Cross-Browser Comparison
Chrome is the most volatile browser for fingerprinting stability. Google actively works to reduce fingerprintability, which means Chrome updates break more signals than Firefox or Safari updates. Over our study period:
Chrome caused signal changes in 3.2% of collection sessions. Firefox caused signal changes in 1.8% of collection sessions. Safari caused signal changes in 1.1% of collection sessions.
Safari's lower volatility is partly because Apple ships fewer releases per year and partly because Safari's fingerprinting countermeasures (Intelligent Tracking Prevention) operate at the network level rather than changing API return values.
Practical Recommendations
Based on this analysis, we make five recommendations for production fingerprinting systems:
Never use user-agent as an identification anchor. It is the least stable distinctive signal. Use it for browser detection and Tier 3 confidence scoring only.

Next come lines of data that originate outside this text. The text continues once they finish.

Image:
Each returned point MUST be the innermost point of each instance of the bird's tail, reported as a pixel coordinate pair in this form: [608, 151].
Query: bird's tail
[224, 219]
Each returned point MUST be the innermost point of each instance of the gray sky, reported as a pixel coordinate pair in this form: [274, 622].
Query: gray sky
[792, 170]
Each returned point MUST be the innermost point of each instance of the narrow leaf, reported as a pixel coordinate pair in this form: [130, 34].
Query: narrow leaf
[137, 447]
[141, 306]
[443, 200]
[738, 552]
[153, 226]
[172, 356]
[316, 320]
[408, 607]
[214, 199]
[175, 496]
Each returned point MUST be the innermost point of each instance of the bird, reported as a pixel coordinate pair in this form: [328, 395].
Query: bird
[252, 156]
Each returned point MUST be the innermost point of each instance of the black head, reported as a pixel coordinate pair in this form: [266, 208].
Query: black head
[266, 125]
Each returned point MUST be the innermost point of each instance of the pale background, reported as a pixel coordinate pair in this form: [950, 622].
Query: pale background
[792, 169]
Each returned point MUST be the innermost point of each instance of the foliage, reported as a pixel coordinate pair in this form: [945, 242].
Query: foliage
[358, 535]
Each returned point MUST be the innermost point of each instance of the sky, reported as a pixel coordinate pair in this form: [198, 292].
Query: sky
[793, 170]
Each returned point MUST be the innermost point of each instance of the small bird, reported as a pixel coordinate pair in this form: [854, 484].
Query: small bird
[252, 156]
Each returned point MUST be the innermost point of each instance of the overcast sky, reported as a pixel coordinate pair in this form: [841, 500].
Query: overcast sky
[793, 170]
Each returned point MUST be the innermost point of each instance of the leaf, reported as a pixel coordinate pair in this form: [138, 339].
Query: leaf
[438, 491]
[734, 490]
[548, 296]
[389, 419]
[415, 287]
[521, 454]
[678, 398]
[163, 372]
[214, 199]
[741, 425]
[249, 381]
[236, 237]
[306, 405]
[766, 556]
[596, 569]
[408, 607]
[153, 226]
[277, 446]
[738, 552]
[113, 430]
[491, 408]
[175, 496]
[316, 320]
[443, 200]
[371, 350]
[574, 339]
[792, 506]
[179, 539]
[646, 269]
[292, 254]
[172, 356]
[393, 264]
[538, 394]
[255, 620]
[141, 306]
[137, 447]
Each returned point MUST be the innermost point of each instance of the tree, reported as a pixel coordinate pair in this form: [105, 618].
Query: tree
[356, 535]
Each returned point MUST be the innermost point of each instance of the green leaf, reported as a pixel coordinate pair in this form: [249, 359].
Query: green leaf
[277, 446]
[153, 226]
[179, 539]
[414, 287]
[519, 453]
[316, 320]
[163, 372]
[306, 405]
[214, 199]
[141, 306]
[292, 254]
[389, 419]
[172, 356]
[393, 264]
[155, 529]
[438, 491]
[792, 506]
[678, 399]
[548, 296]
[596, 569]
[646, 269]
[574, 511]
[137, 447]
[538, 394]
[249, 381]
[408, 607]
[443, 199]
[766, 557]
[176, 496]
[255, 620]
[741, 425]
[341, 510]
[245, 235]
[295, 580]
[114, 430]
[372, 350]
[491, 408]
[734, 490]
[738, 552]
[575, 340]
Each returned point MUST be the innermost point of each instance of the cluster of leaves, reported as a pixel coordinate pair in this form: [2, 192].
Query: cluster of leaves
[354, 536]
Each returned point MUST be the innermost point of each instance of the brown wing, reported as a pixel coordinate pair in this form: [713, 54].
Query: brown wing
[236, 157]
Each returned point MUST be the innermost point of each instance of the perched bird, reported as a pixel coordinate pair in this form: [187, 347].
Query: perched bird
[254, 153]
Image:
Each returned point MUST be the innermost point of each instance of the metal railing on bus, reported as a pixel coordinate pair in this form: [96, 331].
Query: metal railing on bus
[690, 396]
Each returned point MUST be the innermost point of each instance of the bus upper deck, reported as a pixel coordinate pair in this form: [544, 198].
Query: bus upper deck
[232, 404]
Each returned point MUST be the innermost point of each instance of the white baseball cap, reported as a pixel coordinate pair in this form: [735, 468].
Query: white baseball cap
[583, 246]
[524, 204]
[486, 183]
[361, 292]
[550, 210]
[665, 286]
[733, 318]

Separate hardware signals from software signals. Hardware signals (GPU, screen, audio) are 40x more stable than software signals (user agent, plugins, CSS features). Weight them accordingly.
Use set-based comparison for enumerable signals. Font lists, plugin lists, and feature detection results should be compared using set similarity or similar set-distance metrics, not ordered hashing. Order changes are common; content changes are rare.
Implement browser-version-aware matching. When Chrome 118 changes canvas rendering for all Chrome users simultaneously, your system should recognize this as a browser update, not a mass identity break. Track browser versions and apply version-specific matching tolerances.
Monitor signal stability continuously. Our stability percentages are based on historical data. Future browser updates may change the stability profile of any signal. We run continuous monitoring and automatically adjust signal weights when stability changes.
Impact on tracio.ai
Our V3 multi-tier identification architecture directly reflects this stability analysis. Tier 1 signals (hardware) carry 60% weight. Tier 2 signals (rendering, fonts) carry 30% weight. Tier 3 signals (browser metadata, connection) carry 10% weight. This weighting ensures that the most stable signals drive identification, while volatile signals contribute to confidence scoring without causing identity breaks.
The result: 99.5% identification stability across 50 browser updates, versus 69% for systems using flat hash-based fingerprinting. The difference is not algorithmic cleverness — it is empirical signal analysis applied to architectural decisions.